Lastly, the psychological benefits of psychedelics may indirectly alter microbial communities in the GIT via induced changes in vagal nerve tone and stress response.34,64 Several studies examining the effects of chronic stress and PTSD on microbiome pattern associations found a link between stress and microbiome health.65,66 The psychological and neurological benefits from a psychedelic experience may cause biochemical cascades in the HPA axis and the nervous system, which may influence the ecology of microbial populations.

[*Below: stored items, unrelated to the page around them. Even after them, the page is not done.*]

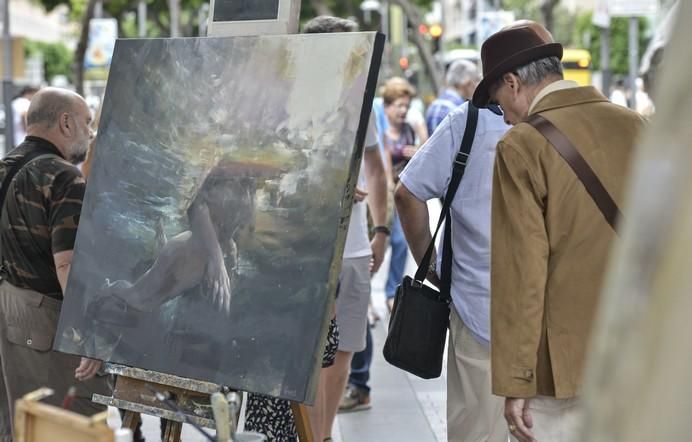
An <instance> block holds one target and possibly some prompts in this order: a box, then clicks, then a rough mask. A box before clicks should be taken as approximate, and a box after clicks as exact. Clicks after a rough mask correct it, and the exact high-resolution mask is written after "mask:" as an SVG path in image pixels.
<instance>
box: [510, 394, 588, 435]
mask: <svg viewBox="0 0 692 442" xmlns="http://www.w3.org/2000/svg"><path fill="white" fill-rule="evenodd" d="M580 403H581V402H580V401H579V398H571V399H555V398H553V397H547V396H537V397H535V398H532V399H529V411H530V412H531V417H532V418H533V428H532V431H533V436H534V437H535V438H536V440H537V441H538V442H574V441H576V440H577V438H578V431H579V425H580V423H581V411H582V409H581V406H580ZM511 440H512V442H515V441H516V440H517V439H515V438H514V437H512V438H511Z"/></svg>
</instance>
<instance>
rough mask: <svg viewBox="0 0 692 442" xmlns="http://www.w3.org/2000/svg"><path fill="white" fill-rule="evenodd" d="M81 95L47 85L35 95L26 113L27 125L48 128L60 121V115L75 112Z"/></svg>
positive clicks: (66, 90) (32, 99) (26, 120)
mask: <svg viewBox="0 0 692 442" xmlns="http://www.w3.org/2000/svg"><path fill="white" fill-rule="evenodd" d="M79 99H81V97H80V96H79V95H77V94H75V93H74V92H71V91H68V90H65V89H59V88H54V87H47V88H44V89H41V90H40V91H38V92H37V93H36V95H34V98H32V100H31V104H29V110H28V111H27V113H26V124H27V126H35V125H41V126H43V127H46V128H50V127H53V126H54V125H55V124H57V123H58V119H59V118H60V115H62V114H63V113H65V112H74V110H75V105H76V103H77V101H78V100H79Z"/></svg>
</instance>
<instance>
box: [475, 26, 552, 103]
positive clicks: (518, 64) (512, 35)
mask: <svg viewBox="0 0 692 442" xmlns="http://www.w3.org/2000/svg"><path fill="white" fill-rule="evenodd" d="M553 56H555V57H558V58H560V59H562V45H561V44H560V43H555V42H554V41H553V37H552V36H551V35H550V32H548V30H547V29H545V28H544V27H543V26H541V25H540V24H538V23H536V22H533V21H529V20H522V21H519V22H517V23H515V24H512V25H510V26H508V27H506V28H504V29H502V30H500V31H498V32H496V33H495V34H493V35H491V36H490V37H489V38H488V39H487V40H486V41H485V42H484V43H483V46H482V47H481V61H482V63H483V80H482V81H481V82H480V83H479V84H478V87H477V88H476V92H475V93H474V94H473V104H474V105H476V106H477V107H481V108H482V107H486V106H487V105H488V102H489V101H490V94H489V90H488V89H489V88H490V86H491V85H492V84H494V83H495V82H496V81H497V80H499V79H500V78H501V77H502V76H503V75H504V74H506V73H507V72H511V71H512V70H513V69H516V68H518V67H521V66H524V65H526V64H528V63H530V62H532V61H536V60H540V59H541V58H546V57H553Z"/></svg>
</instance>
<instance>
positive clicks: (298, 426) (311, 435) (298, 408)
mask: <svg viewBox="0 0 692 442" xmlns="http://www.w3.org/2000/svg"><path fill="white" fill-rule="evenodd" d="M291 411H293V419H294V420H295V422H296V431H297V432H298V440H300V442H313V441H314V438H313V437H312V430H311V429H310V419H309V418H308V410H307V408H306V406H305V405H303V404H299V403H298V402H291Z"/></svg>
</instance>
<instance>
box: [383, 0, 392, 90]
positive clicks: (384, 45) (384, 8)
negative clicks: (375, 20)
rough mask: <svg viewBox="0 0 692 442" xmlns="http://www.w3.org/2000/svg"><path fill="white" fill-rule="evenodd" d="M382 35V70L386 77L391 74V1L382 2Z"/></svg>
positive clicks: (384, 0) (388, 0) (391, 39)
mask: <svg viewBox="0 0 692 442" xmlns="http://www.w3.org/2000/svg"><path fill="white" fill-rule="evenodd" d="M382 33H383V34H384V35H385V45H384V53H383V54H382V65H383V66H382V69H381V71H382V72H383V73H384V74H385V77H389V75H390V73H391V56H392V38H391V35H389V0H384V1H383V2H382Z"/></svg>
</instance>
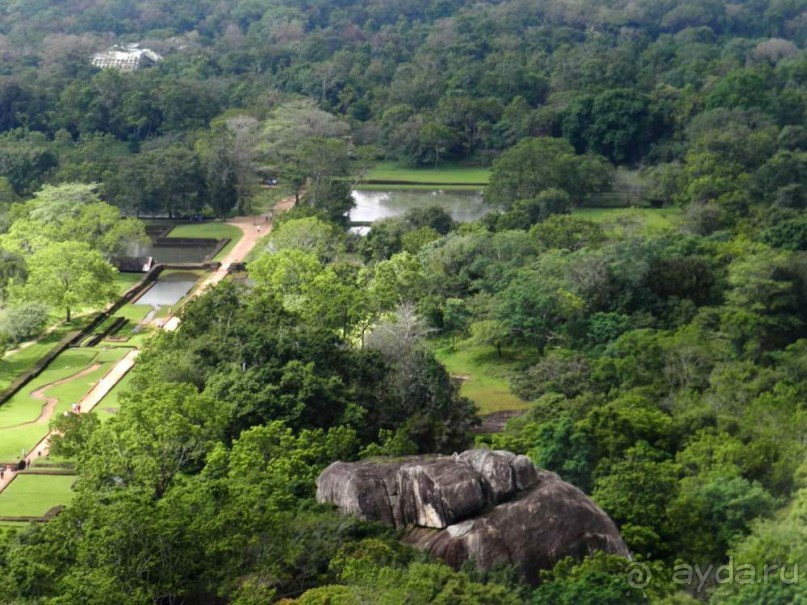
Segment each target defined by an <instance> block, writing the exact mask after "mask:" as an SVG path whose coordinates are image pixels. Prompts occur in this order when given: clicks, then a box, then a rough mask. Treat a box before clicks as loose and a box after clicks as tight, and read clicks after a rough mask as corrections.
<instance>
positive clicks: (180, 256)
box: [148, 239, 216, 263]
mask: <svg viewBox="0 0 807 605" xmlns="http://www.w3.org/2000/svg"><path fill="white" fill-rule="evenodd" d="M162 241H165V240H162ZM209 241H210V244H209V245H205V244H197V245H193V246H180V245H174V246H170V245H169V246H157V245H154V244H152V245H151V247H150V248H149V252H148V256H153V257H154V260H155V262H158V263H201V262H204V261H205V260H206V259H207V257H208V255H209V254H210V253H211V252H213V250H214V249H215V247H216V240H214V239H211V240H209Z"/></svg>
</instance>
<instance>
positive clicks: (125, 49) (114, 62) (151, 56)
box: [91, 44, 162, 71]
mask: <svg viewBox="0 0 807 605" xmlns="http://www.w3.org/2000/svg"><path fill="white" fill-rule="evenodd" d="M158 61H162V57H161V56H160V55H158V54H157V53H155V52H154V51H153V50H149V49H147V48H139V46H138V45H137V44H126V45H125V46H113V47H112V48H110V49H109V50H107V51H105V52H102V53H96V54H95V55H93V57H92V61H91V62H92V64H93V65H95V66H96V67H100V68H101V69H118V70H120V71H135V70H137V69H142V68H143V67H151V66H152V65H155V64H156V63H157V62H158Z"/></svg>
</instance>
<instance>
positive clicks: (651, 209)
mask: <svg viewBox="0 0 807 605" xmlns="http://www.w3.org/2000/svg"><path fill="white" fill-rule="evenodd" d="M572 214H574V215H575V216H579V217H582V218H587V219H589V220H591V221H594V222H596V223H601V224H602V225H603V227H604V228H605V230H606V231H607V232H612V233H617V234H618V233H621V232H624V231H625V230H626V229H629V228H631V227H632V226H634V227H640V228H645V227H646V228H650V229H668V228H672V227H675V226H676V225H678V224H679V223H680V220H681V210H680V209H678V208H576V209H575V210H573V211H572Z"/></svg>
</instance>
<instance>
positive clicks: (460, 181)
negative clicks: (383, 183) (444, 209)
mask: <svg viewBox="0 0 807 605" xmlns="http://www.w3.org/2000/svg"><path fill="white" fill-rule="evenodd" d="M489 180H490V168H473V167H466V166H458V165H456V164H450V163H440V164H438V165H437V168H410V167H406V166H402V165H400V164H397V163H395V162H380V163H378V164H376V165H375V167H373V169H372V170H370V172H369V173H368V174H367V176H365V177H364V181H365V182H366V181H407V182H410V183H412V184H413V185H414V184H417V183H446V184H454V185H462V184H473V185H477V188H478V185H479V184H487V182H488V181H489ZM385 187H387V185H385ZM430 188H432V189H433V188H434V187H433V186H432V187H430Z"/></svg>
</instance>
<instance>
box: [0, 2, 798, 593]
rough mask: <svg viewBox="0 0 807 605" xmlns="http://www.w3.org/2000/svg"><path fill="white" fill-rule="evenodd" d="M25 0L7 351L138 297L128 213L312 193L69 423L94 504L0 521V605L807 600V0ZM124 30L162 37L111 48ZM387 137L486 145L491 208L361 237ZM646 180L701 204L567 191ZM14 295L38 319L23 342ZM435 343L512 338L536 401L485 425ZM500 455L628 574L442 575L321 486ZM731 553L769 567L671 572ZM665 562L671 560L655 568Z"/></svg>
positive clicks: (211, 207)
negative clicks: (126, 375)
mask: <svg viewBox="0 0 807 605" xmlns="http://www.w3.org/2000/svg"><path fill="white" fill-rule="evenodd" d="M0 11H2V12H0V15H2V16H0V55H2V62H1V63H0V212H1V213H2V220H0V230H2V235H0V248H1V249H0V293H2V301H3V306H4V307H5V308H4V309H3V311H4V313H5V315H4V318H3V325H4V326H5V327H4V328H3V329H4V334H6V335H4V336H3V338H4V339H5V340H6V341H8V343H9V344H14V343H15V342H17V341H21V340H24V339H27V338H29V337H30V336H32V335H33V334H35V333H37V332H39V331H41V330H42V329H43V327H44V326H45V325H46V323H47V321H48V320H47V314H48V311H49V309H50V308H56V309H58V311H59V313H60V314H66V316H67V318H68V319H69V318H70V312H71V309H72V308H74V307H75V306H76V305H79V306H80V305H83V304H89V303H97V302H101V301H105V300H107V299H109V298H110V297H111V296H112V295H113V294H112V292H111V290H110V288H111V284H112V282H113V280H114V272H113V271H112V270H111V267H110V266H109V265H108V263H107V261H108V260H111V259H112V258H113V257H115V256H116V255H121V254H125V253H131V251H132V249H133V248H136V247H137V246H138V245H140V244H141V243H142V241H143V238H144V237H145V235H144V233H145V232H144V231H143V226H142V223H140V222H139V221H137V220H135V219H134V218H127V219H126V220H118V217H119V216H120V215H125V216H129V217H133V216H135V215H164V216H192V215H207V216H227V215H231V214H233V213H251V212H255V211H263V210H266V209H267V208H268V207H269V206H270V205H271V203H272V202H273V201H275V197H273V196H281V195H287V194H293V195H298V196H299V197H300V201H299V203H298V204H297V205H296V207H295V208H294V209H293V210H291V211H290V212H288V213H286V214H284V215H283V216H276V217H275V224H274V227H273V231H272V233H271V234H270V235H269V236H268V237H267V240H266V244H265V245H264V246H261V248H260V250H259V251H258V253H257V254H256V255H255V257H254V259H251V260H250V262H249V263H248V269H249V277H250V281H249V284H248V285H245V284H243V283H235V282H230V281H227V282H223V283H222V284H220V285H218V286H216V287H215V288H213V289H212V290H211V291H210V292H209V293H207V294H206V295H204V296H201V297H199V298H198V299H196V300H194V301H192V302H191V303H189V304H188V305H187V307H186V308H185V309H184V311H183V313H182V324H181V328H180V329H179V330H177V331H176V332H170V333H169V332H166V333H161V334H159V335H158V336H157V337H155V338H154V339H152V340H151V341H150V342H149V343H148V345H147V346H146V347H145V350H144V351H143V353H142V354H141V356H140V359H139V361H138V365H137V367H136V369H135V370H134V375H133V378H132V382H131V383H130V388H129V389H128V390H127V392H126V393H124V394H123V395H122V397H121V401H122V402H123V405H122V406H121V409H120V413H119V414H117V415H116V416H115V417H114V418H112V419H110V420H107V421H105V422H101V421H100V420H99V419H98V418H96V417H95V416H93V415H83V416H80V417H76V418H70V419H68V420H59V421H57V425H56V428H57V429H59V430H61V431H62V432H63V435H62V437H61V438H60V439H59V440H58V441H57V442H56V443H55V444H54V453H56V454H58V455H60V456H64V457H68V458H71V459H73V460H75V461H76V465H77V468H78V470H79V473H80V478H79V481H78V482H77V485H76V488H75V489H76V496H75V499H74V500H73V502H72V504H71V505H70V506H68V507H67V508H66V509H65V510H64V511H63V512H62V513H61V514H59V515H58V516H57V517H56V518H54V519H53V520H52V521H50V522H48V523H47V524H42V525H37V526H32V527H31V528H29V529H27V530H25V531H22V532H16V533H14V532H7V533H5V534H4V533H2V528H0V569H2V570H3V572H2V573H0V602H3V603H10V604H20V605H22V604H34V603H37V604H39V603H42V604H45V603H47V604H53V605H56V604H59V605H61V604H64V605H67V604H72V603H87V604H96V603H97V604H99V605H100V604H102V603H103V604H105V603H111V602H119V603H132V604H135V603H156V604H169V603H236V604H239V605H249V604H258V603H267V602H275V601H283V600H285V601H284V602H286V603H301V604H325V603H333V604H347V605H353V604H358V603H389V604H397V603H413V604H420V603H443V604H453V603H457V604H460V603H462V604H465V603H471V604H473V603H479V604H489V603H490V604H499V603H501V604H513V605H515V604H521V603H530V604H533V605H543V604H553V605H554V604H557V605H566V604H572V603H574V604H581V603H582V604H587V603H590V604H592V605H594V604H614V605H616V604H621V603H644V602H653V603H659V604H668V605H675V604H678V605H684V604H687V603H696V602H709V603H714V604H729V605H746V604H747V605H752V604H757V603H768V604H772V605H779V604H782V605H785V604H789V603H802V602H807V580H802V581H801V582H793V581H784V580H783V579H782V576H780V575H779V574H780V572H781V571H782V570H785V571H786V572H787V574H786V579H787V578H792V576H793V566H794V565H797V564H801V565H804V566H805V567H804V569H803V570H802V573H807V407H806V406H807V403H806V402H807V361H805V360H807V357H806V356H807V256H805V251H807V217H806V216H805V207H807V128H806V127H805V123H807V120H805V117H807V116H806V115H805V113H807V54H805V51H804V45H805V42H807V12H806V11H805V7H804V4H803V3H802V2H799V1H798V0H770V1H768V0H749V1H741V0H737V1H736V2H734V3H730V2H726V1H722V0H709V1H698V2H695V1H692V0H690V1H686V0H683V1H679V0H669V1H666V0H665V1H651V0H645V1H639V2H628V1H623V0H568V1H563V0H548V1H547V2H540V3H538V2H528V1H526V0H503V1H500V2H487V3H471V2H465V1H463V0H433V1H431V0H430V1H425V0H410V1H407V2H390V1H386V0H370V1H366V2H354V1H352V0H340V1H330V2H326V1H312V2H287V1H285V0H242V1H240V2H230V3H221V2H210V1H208V0H196V1H194V2H191V1H187V0H185V1H175V2H161V1H159V0H140V1H136V2H119V1H117V0H104V1H101V0H83V1H81V2H79V1H77V0H63V1H60V2H47V1H32V0H26V1H24V2H23V1H21V0H20V1H17V0H7V1H5V2H2V3H0ZM121 42H139V43H140V44H141V46H142V47H146V48H151V49H154V50H155V51H157V52H159V53H160V54H161V55H163V56H164V60H163V61H161V62H159V63H158V64H157V65H156V66H154V67H151V68H147V69H143V70H140V71H135V72H132V73H121V72H117V71H114V70H99V69H97V68H94V67H92V66H91V65H90V62H89V57H90V56H91V55H92V54H93V53H94V52H98V51H103V50H105V49H106V48H108V47H109V46H111V45H112V44H115V43H121ZM380 160H385V161H393V162H397V163H398V164H400V165H405V166H411V167H424V168H425V167H434V166H437V167H440V166H443V165H446V163H449V164H448V165H451V166H480V167H490V169H491V177H490V183H489V185H488V186H487V187H486V189H485V192H484V196H485V200H486V203H487V204H489V205H490V207H491V208H492V212H490V213H489V214H487V215H486V216H485V217H483V218H482V219H480V220H479V221H477V222H474V223H464V224H459V223H457V222H455V221H454V220H452V218H451V216H449V215H448V214H447V213H446V212H444V211H442V210H440V209H439V208H434V207H424V208H417V209H415V210H412V211H410V212H408V213H407V214H405V215H404V216H402V217H398V218H392V219H385V220H383V221H380V222H377V223H376V224H375V225H374V226H373V228H372V230H371V231H370V233H369V234H368V235H367V236H366V237H359V236H356V235H355V234H352V233H350V232H348V231H347V230H346V229H345V227H346V216H345V213H346V212H347V210H348V209H349V208H350V207H351V204H352V200H351V198H350V196H349V191H350V187H351V184H353V183H355V182H356V181H359V180H361V179H362V178H364V177H365V176H366V174H367V171H368V170H369V169H370V167H371V166H372V165H373V164H374V163H375V162H377V161H380ZM626 174H627V175H630V177H631V178H634V179H637V180H639V181H641V183H642V186H641V188H640V192H639V193H638V194H637V195H638V197H637V201H639V202H640V203H641V205H645V206H650V207H662V206H663V207H675V208H678V209H680V212H681V220H680V222H679V223H678V224H676V226H675V227H674V228H667V229H658V228H653V227H651V226H648V225H647V224H645V223H643V222H642V221H641V220H640V219H639V220H625V221H622V222H619V223H618V224H601V223H599V222H595V221H592V220H588V219H586V218H584V217H582V216H581V215H576V214H572V213H571V211H572V210H574V209H577V208H580V207H588V208H591V207H604V206H609V205H612V204H613V203H614V202H615V200H616V201H617V202H618V201H620V200H621V199H622V196H623V195H624V190H623V189H622V190H621V189H620V187H624V182H622V183H621V184H620V178H622V179H624V178H625V177H624V175H626ZM620 175H621V177H620ZM275 177H276V178H277V179H278V180H279V185H278V186H277V187H273V188H267V187H264V186H263V184H264V183H265V182H266V179H267V178H275ZM73 258H75V259H77V260H75V261H71V259H73ZM70 262H74V263H75V264H80V265H81V266H82V267H83V268H91V269H93V268H94V269H93V270H94V271H95V274H93V275H91V276H90V277H86V276H85V277H84V279H85V281H86V280H89V281H90V282H92V283H95V284H101V285H102V286H103V287H89V288H85V289H84V290H82V291H80V292H79V293H76V291H70V292H61V296H59V291H58V287H56V286H54V285H53V282H52V281H51V282H50V283H49V282H48V281H47V280H48V279H50V278H49V277H48V276H49V270H51V269H52V268H53V267H54V266H57V265H59V264H60V263H67V264H69V263H70ZM45 293H47V294H45ZM13 313H16V315H13ZM9 317H11V318H12V319H9ZM14 317H17V318H19V317H25V318H28V319H26V321H28V323H29V324H30V327H29V328H28V329H26V330H24V333H21V334H18V335H16V336H11V335H9V334H10V333H11V331H12V330H11V328H12V327H15V326H18V325H20V324H21V320H20V319H14ZM31 318H33V319H31ZM22 325H26V326H27V325H28V324H22ZM0 327H2V326H0ZM438 346H445V347H450V348H451V349H452V350H453V349H454V348H455V347H462V346H473V347H477V348H482V349H484V350H485V351H487V359H488V360H489V361H490V363H491V364H495V365H497V367H504V368H506V378H507V381H508V384H509V386H510V388H511V390H512V391H513V393H515V394H516V395H517V396H518V397H519V398H521V399H522V400H523V401H524V402H529V405H528V410H527V411H526V412H525V413H524V414H523V415H522V416H520V417H517V418H515V419H513V420H511V421H510V422H509V423H508V425H507V426H506V428H505V430H504V431H503V432H500V433H495V434H479V433H478V431H477V427H478V425H479V410H478V409H477V408H476V406H475V405H474V402H473V401H470V400H469V399H468V398H466V397H464V396H463V395H462V394H461V393H460V388H459V386H458V384H457V382H456V381H455V380H453V379H452V377H451V376H450V374H449V372H448V371H447V370H446V368H445V367H444V366H443V365H441V364H440V363H439V362H438V361H437V359H436V357H435V349H436V348H437V347H438ZM475 431H476V432H475ZM474 441H476V443H477V444H478V445H480V446H485V447H492V448H501V449H508V450H510V451H512V452H516V453H520V454H526V455H528V456H529V457H530V458H531V459H532V460H533V461H534V462H535V463H536V464H537V465H538V466H540V467H542V468H545V469H548V470H551V471H554V472H557V473H558V474H559V475H560V476H561V477H562V478H563V479H565V480H566V481H569V482H571V483H572V484H574V485H576V486H578V487H579V488H580V489H582V490H584V491H585V492H586V493H587V494H589V495H591V497H592V498H593V499H594V500H595V501H596V502H597V503H598V504H599V505H600V506H601V507H602V508H603V509H604V510H605V511H606V512H607V513H608V514H609V515H610V516H611V517H612V518H613V519H614V521H615V522H616V523H617V524H618V526H619V528H620V531H621V532H622V535H623V537H624V539H625V541H626V542H627V544H628V546H629V547H630V549H631V550H632V551H633V552H634V553H635V555H634V562H633V563H629V562H628V561H627V560H623V559H618V558H616V557H610V556H604V555H594V556H590V557H586V558H585V559H583V560H580V561H577V560H567V561H563V562H562V563H560V564H559V565H558V566H557V567H556V568H555V569H554V570H547V571H546V572H545V573H544V574H542V576H541V578H532V579H531V580H533V581H532V582H531V583H525V582H522V581H521V580H520V579H519V578H518V577H517V575H516V574H515V572H514V570H512V569H509V568H506V567H502V568H500V569H495V570H493V571H491V572H489V573H481V572H479V571H477V570H476V569H475V567H474V566H473V564H469V565H468V566H467V567H464V568H463V569H462V570H452V569H450V568H448V567H447V566H445V565H443V564H442V563H440V562H438V561H435V560H432V559H429V558H427V557H426V556H425V555H423V554H422V553H418V552H417V551H415V550H413V549H410V548H408V547H405V546H403V545H402V544H400V543H399V541H398V540H397V537H396V535H395V533H394V532H393V531H392V530H391V529H389V528H386V527H384V526H381V525H378V524H373V523H365V522H360V521H357V520H354V519H349V518H345V517H341V516H340V515H338V514H337V513H336V512H335V511H334V510H332V509H331V508H329V507H326V506H321V505H317V504H316V503H315V500H314V490H315V485H314V479H315V478H316V476H317V475H318V474H319V472H320V471H321V470H322V469H323V468H324V467H325V466H327V465H328V464H329V463H331V462H332V461H334V460H357V459H361V458H368V457H371V456H378V455H385V454H386V455H394V456H400V455H406V454H425V453H435V452H441V453H449V454H450V453H452V452H455V451H458V450H461V449H462V448H464V447H466V446H468V445H471V444H472V443H473V442H474ZM728 561H732V562H734V564H735V565H745V566H747V567H748V568H750V569H753V570H755V571H756V572H757V573H758V574H760V575H761V574H762V570H764V569H765V568H768V567H770V568H772V569H773V570H774V571H773V572H772V579H771V580H770V581H765V582H742V581H733V582H725V583H720V582H718V583H715V582H714V581H713V582H710V583H706V584H705V585H704V584H702V583H699V582H698V581H697V579H696V581H695V582H694V583H693V582H690V583H686V582H681V581H680V577H679V578H676V576H675V569H676V564H678V563H681V562H684V563H686V564H689V565H703V566H706V565H714V566H717V565H721V564H725V563H727V562H728ZM637 562H641V563H642V564H643V565H644V566H646V569H648V570H650V571H651V573H652V581H651V582H648V583H647V584H641V585H639V586H637V585H635V584H630V583H628V582H627V572H626V569H629V566H630V565H631V564H634V565H635V564H636V563H637ZM796 573H797V574H798V572H796ZM539 580H540V582H538V581H539ZM536 584H537V585H536Z"/></svg>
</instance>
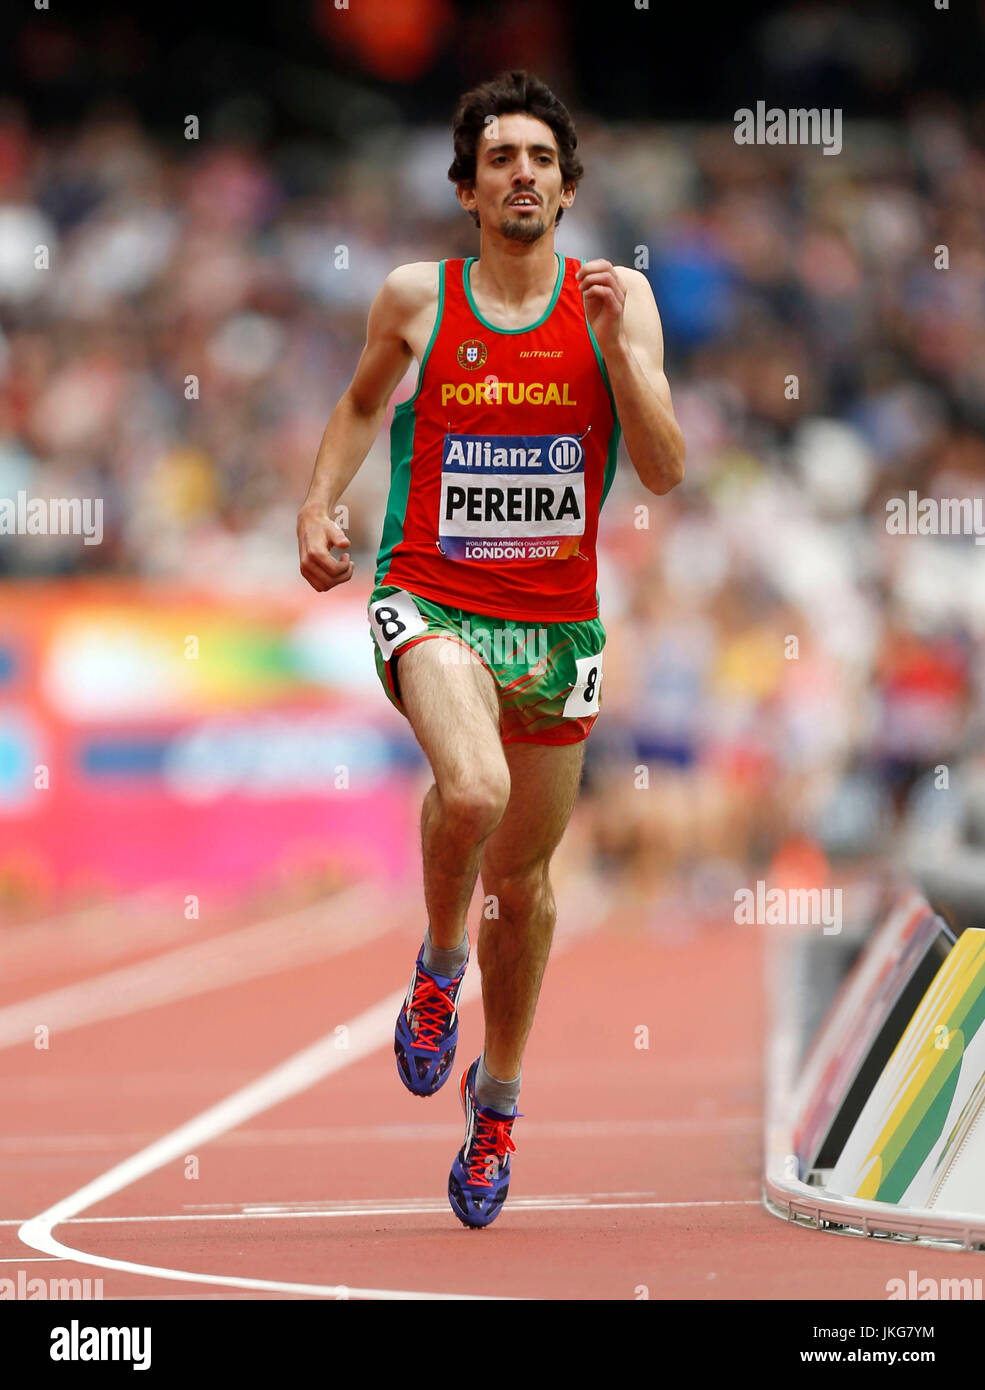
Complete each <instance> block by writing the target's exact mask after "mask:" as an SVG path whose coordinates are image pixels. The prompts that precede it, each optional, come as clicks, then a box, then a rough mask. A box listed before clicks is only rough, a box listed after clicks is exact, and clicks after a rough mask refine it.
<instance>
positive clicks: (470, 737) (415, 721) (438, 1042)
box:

Autoimmune disorders involve a malfunction of the body’s immune system, causing it to attack the body it is meant to protect. While the causes of autoimmune diseases are varied, several pathways have been proposed involving neurotransmitter dysfunction, gut microbiome dysfunction, and an assortment of other dysregulations present in the nervous system’s biochemistry.
There appears to be an immensely complex biochemical network involving the peripheral nervous system, the gut microbiome, and the immune system. This helps explain psychedelics’ well-known efficacy in treating mental illnesses and also highlights the potential for psychedelics to treat autoimmune disorders.
Further research into the potential biochemical pathways that connect these areas of the body may provide more effective psychedelic treatment programs for mental illnesses. Also, these studies lay the groundwork for using psychedelics for treating of a whole other class of disorders involving the immune system.